Il ricorso non merita accoglimento.

La semplice lettura della sentenza di condanna datata 16.7.2010, emessa dal Gup del tribunale di Milano, mette in evidenza l’assoluta autonomia del contenuto e del risultato delle indagini svolte a carico del M., sfociate poi nella formulazione del capo di imputazione n. 80 e nella pronuncia di responsabilità a suo carico.
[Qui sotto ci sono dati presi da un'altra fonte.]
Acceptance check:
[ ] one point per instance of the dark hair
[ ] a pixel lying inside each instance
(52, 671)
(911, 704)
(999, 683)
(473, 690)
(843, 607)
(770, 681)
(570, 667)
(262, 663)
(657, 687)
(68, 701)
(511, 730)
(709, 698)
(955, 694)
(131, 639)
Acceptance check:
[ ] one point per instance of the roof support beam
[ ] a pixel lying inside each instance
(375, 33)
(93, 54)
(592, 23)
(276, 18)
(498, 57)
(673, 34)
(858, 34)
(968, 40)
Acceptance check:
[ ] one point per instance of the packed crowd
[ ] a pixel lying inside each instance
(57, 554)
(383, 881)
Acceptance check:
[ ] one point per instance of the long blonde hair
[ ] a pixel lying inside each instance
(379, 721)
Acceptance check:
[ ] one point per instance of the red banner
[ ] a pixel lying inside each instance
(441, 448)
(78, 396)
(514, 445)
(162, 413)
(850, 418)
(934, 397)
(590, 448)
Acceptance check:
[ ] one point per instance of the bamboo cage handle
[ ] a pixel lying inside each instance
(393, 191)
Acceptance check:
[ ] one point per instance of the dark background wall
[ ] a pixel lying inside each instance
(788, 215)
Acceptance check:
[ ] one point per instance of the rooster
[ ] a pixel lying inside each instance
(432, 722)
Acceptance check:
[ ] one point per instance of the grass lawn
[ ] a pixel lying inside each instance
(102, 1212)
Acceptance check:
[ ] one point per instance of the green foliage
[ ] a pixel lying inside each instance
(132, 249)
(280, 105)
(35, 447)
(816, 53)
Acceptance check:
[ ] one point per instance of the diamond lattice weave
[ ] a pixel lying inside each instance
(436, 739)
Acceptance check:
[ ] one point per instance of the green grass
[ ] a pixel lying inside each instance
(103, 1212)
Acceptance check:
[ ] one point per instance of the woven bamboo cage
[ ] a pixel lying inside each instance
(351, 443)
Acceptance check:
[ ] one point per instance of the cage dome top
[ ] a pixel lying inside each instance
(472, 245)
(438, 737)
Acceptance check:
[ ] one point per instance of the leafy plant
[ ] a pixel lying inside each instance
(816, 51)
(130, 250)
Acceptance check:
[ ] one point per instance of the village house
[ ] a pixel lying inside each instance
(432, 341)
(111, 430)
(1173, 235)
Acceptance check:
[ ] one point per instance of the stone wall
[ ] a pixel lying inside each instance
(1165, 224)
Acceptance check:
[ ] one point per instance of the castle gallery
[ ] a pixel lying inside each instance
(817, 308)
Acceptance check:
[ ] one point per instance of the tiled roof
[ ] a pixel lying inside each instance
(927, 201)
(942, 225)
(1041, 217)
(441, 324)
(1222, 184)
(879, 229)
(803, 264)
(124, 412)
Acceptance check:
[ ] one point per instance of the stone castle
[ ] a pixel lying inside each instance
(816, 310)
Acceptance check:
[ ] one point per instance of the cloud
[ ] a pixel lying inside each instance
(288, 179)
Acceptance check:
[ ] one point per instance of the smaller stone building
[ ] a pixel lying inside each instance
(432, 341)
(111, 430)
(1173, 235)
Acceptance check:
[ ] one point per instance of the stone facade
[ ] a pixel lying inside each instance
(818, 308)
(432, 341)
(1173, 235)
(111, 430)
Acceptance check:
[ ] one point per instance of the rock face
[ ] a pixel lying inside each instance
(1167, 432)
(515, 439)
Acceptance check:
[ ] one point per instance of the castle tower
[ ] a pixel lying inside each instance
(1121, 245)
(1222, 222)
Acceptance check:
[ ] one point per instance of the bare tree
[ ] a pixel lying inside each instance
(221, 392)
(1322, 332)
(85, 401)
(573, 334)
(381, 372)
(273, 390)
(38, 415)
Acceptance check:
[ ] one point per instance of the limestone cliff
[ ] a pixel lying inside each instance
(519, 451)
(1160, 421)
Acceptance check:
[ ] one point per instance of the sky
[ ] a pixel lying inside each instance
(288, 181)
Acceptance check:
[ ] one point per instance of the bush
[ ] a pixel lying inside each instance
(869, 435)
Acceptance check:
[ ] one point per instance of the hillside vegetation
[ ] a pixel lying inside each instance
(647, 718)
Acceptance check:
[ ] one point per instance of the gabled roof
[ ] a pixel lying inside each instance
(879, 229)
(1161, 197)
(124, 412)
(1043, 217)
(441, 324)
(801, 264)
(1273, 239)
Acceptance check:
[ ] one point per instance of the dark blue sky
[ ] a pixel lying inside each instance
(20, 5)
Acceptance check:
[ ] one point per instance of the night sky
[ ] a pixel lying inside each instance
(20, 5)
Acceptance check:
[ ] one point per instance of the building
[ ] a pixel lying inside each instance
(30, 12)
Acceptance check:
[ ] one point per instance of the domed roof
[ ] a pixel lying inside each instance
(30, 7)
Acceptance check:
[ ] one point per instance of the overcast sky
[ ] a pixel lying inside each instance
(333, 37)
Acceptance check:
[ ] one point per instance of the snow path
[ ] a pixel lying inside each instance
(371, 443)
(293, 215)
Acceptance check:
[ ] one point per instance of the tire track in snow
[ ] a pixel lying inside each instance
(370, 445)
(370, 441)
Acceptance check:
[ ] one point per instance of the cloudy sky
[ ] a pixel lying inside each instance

Indagini e risultati concernono, in maniera prevalente e decisiva, un fatto sicuramente non anteriore alla data di emissione della prima ordinanza. Nessun dubbio può sussistere sulla natura permanente del reato associativo in esame e sul protrarsi della criminosa operatività del sodalizio indicato al capo 80 della sentenza ad epoca che ne rende la consumazione quanto meno alla data fissata nel capo di imputazione (gennaio 2007). Nella descrizione del fatto seno scanditi con estrema chiarezza le date e i risultati delle indagini successivi all’arresto e concernenti i contatti sviluppati in carcere dal M. con un componente dell’associazione ( C.) indicato come "il fulcro di ogni attività associativa" e con altri soggetti, sempre in funzione della criminosa attività D.P.R. n. 309 del 1990, ex art. 74. Correttamente è stato ritenuto dal tribunale che conseguentemente manca uno dei presupposti per l’applicazione del disposto di cui all’art. 297 c.p.p., comma 3: l’anteriorità del fatto di cui alla successiva ordinanza cautelare rispetto alla data dell’arresto del 20.5.06. Razionalmente il tribunale ha osservato che la mancanza di operatività del disposto di cui al citato art. 297 c.p.p., comma 3 esclude rilevanza all’analisi della questione della carattere ostativo o meno del passaggio in giudicato della sentenza, avente ad oggetto i fatti contestati con la prima ordinanza.

Il ricorso va quindi rigettato con condanna del ricorrente al pagamento delle spese processuali.

P.Q.M.

Rigetta il ricorso e condanna il ricorrente al pagamento delle spese processuali.

Testo non ufficiale. La sola stampa del bollettino ufficiale ha carattere legale.